Special properties of binary classification and greedy algorithms enable speedup.
An algorithm that performs sparse linear discriminant analysis (Sparse-LDA) finds near-optimal solutions in far less time than the prior art when specialized to binary classification (of 2 classes). Sparse-LDA is a type of feature- or variable-selection problem with numerous applications in statistics, machine learning, computer vision, computational finance, operations research, and bioinformatics. Because of its combinatorial nature, feature- or variable-selection problems are “NP-hard” or computationally intractable in cases involving more than 30 variables or features. Therefore, one typically seeks approximate solutions by means of greedy search algorithms.

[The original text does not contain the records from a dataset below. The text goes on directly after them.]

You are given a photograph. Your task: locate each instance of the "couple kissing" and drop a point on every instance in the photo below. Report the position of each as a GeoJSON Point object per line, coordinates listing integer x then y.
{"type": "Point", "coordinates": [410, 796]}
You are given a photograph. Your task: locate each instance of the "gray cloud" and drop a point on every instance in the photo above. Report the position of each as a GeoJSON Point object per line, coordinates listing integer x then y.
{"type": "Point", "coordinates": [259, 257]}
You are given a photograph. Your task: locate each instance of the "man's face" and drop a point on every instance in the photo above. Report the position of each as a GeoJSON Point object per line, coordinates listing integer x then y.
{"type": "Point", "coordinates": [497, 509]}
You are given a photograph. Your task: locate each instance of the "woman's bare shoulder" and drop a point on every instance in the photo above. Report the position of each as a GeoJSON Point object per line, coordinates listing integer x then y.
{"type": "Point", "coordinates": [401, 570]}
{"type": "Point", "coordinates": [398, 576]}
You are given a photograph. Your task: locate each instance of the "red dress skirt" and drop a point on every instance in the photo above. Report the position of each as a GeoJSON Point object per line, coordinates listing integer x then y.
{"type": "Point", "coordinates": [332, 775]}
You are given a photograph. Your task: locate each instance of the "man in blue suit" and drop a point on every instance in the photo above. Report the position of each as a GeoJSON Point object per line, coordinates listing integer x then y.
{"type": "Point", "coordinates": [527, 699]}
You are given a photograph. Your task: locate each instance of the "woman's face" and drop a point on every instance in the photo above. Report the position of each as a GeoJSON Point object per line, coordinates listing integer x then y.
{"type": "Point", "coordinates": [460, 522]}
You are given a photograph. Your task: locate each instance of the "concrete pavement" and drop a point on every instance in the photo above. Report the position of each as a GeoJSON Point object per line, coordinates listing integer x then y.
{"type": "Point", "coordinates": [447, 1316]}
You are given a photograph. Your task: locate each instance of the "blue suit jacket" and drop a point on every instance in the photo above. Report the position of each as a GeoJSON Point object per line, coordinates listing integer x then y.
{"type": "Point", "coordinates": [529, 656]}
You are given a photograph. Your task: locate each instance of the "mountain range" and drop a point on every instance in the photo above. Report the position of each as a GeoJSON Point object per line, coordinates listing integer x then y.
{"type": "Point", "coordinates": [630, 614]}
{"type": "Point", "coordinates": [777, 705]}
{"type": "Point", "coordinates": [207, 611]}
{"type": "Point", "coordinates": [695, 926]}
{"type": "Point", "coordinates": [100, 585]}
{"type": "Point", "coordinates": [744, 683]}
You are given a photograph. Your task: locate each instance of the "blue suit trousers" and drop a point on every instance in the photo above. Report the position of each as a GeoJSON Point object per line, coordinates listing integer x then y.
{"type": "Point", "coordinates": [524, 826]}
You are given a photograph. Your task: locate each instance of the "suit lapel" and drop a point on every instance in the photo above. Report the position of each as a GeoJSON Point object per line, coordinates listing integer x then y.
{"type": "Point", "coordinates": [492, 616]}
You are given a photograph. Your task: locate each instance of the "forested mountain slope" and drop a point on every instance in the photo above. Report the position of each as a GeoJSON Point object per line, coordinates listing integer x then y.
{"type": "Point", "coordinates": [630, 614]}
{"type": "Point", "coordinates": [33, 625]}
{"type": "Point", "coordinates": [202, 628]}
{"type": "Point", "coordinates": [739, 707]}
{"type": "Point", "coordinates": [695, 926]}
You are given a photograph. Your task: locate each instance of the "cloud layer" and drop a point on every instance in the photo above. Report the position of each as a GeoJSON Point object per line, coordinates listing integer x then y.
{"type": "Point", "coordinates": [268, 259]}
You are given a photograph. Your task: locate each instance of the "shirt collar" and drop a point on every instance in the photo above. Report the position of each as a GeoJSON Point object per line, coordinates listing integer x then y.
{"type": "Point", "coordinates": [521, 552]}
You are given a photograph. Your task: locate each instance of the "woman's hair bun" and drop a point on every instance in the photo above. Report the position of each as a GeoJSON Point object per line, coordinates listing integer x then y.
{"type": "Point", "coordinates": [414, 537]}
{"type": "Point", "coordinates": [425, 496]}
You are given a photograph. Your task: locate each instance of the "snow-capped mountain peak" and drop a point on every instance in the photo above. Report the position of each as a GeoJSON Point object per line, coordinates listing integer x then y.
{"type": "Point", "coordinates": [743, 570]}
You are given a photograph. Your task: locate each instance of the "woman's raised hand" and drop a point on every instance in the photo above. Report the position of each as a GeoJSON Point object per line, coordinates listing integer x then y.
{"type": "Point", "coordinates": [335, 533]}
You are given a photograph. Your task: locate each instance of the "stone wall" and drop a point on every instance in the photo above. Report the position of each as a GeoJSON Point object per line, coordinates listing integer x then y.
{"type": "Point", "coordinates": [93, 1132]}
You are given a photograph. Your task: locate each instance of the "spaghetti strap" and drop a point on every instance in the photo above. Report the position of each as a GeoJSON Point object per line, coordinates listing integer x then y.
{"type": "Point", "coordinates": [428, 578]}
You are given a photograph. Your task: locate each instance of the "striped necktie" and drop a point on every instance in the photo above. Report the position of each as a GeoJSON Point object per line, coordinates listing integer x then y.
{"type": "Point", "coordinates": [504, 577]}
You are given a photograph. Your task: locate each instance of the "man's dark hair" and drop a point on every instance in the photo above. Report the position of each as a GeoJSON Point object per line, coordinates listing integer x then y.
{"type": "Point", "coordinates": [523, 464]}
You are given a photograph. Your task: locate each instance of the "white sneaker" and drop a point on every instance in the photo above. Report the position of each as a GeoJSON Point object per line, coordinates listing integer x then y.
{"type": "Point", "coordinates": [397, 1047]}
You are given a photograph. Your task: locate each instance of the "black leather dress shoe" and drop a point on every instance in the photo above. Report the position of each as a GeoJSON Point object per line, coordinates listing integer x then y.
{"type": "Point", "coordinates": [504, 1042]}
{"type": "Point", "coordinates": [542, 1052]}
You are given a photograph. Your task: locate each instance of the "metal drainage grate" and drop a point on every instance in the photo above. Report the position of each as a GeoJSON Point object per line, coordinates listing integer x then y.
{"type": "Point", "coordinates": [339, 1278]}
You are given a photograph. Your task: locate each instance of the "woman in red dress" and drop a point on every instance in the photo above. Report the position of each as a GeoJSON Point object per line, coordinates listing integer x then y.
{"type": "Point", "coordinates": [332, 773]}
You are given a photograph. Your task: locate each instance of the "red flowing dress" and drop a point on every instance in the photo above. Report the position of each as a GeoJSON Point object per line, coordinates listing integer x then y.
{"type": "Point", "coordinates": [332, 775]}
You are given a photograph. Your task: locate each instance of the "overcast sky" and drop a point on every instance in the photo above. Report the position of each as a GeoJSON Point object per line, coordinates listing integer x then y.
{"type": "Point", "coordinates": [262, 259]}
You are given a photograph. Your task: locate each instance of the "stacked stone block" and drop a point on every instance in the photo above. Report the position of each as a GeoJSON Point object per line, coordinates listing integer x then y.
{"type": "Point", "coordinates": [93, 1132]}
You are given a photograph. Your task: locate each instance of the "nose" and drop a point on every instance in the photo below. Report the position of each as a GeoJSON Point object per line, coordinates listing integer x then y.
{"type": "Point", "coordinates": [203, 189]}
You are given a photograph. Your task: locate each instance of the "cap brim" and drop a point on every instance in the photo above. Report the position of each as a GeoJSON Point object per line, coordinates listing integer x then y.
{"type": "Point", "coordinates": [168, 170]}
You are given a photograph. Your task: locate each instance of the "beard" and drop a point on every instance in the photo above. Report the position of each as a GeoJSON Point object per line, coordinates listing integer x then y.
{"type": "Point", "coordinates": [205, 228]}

Sparse LDA requires solving generalized eigenvalue problems for a large number of variable subsets (represented by the submatrices of the input within-class and between-class covariance matrices). In the general (full-rank) case, the amount of computation scales at least cubically with the number of variables and thus the size of the problems that can be solved is limited accordingly. However, in binary classification, the principal eigenvalues can be found using a special analytic formula, without resorting to costly iterative techniques. The present algorithm exploits this analytic form along with the inherent sequential nature of greedy search itself. Together this enables the use of highly-efficient partitioned-matrix-inverse techniques that result in large speedups of computation in both the forward-selection and backward-elimination stages of greedy algorithms in general.
This work was done by Baback Moghaddam of Caltech for NASA’s Jet Propulsion Laboratory.